To get the life you want, you must first decide the path you want, then find a
way to travel it.

My suggestion would be to focus on sharing life with people you enjoy being
around helping solve problems that you agree are important to spend time on;
everything else will sort itself out.

------
aprdm
I think that choosing what to work on next is the least relevant thing. The
most relevant is choosing any of them and sticking to them until you have a
fully functional thing, that's the real hard part.

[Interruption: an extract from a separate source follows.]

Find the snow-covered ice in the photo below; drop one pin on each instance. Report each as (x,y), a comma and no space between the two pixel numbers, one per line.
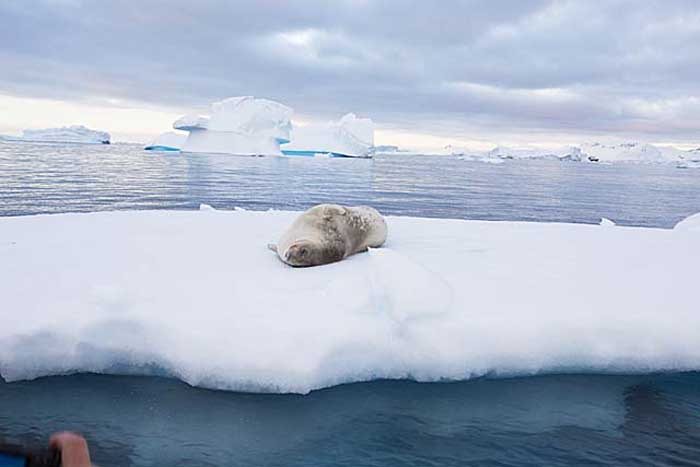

I had tons of ideas about a year ago, I've stick to one and still haven't
finished but I haven't given up yet :

------
selmat
Create some basic model - for example fill CANVAS table within 24 hours and
ask someone for feedback. The best option is someone working in related area
or with real experiences. You will get very valuable feedback and you can
decide whether if worth to spend time with this idea or not.

------
kevinsimper
The one that you are most passionate about. Often my ideas is based on where I
see a need, but it does not mean that I have the most passion about that
subject.

I can maybe build a great product for that need, but I need to be passionate
about it, if I have to success with it long term.

------
akulbe
I think if you go for the ones that are easiest to complete, it's going to
motivate you to come up with more ideas. More success will fuel more
motivation. Do you care to share any of your ideas?

------
anthony_franco
Choose the idea most of your users are requesting or willing to pay for.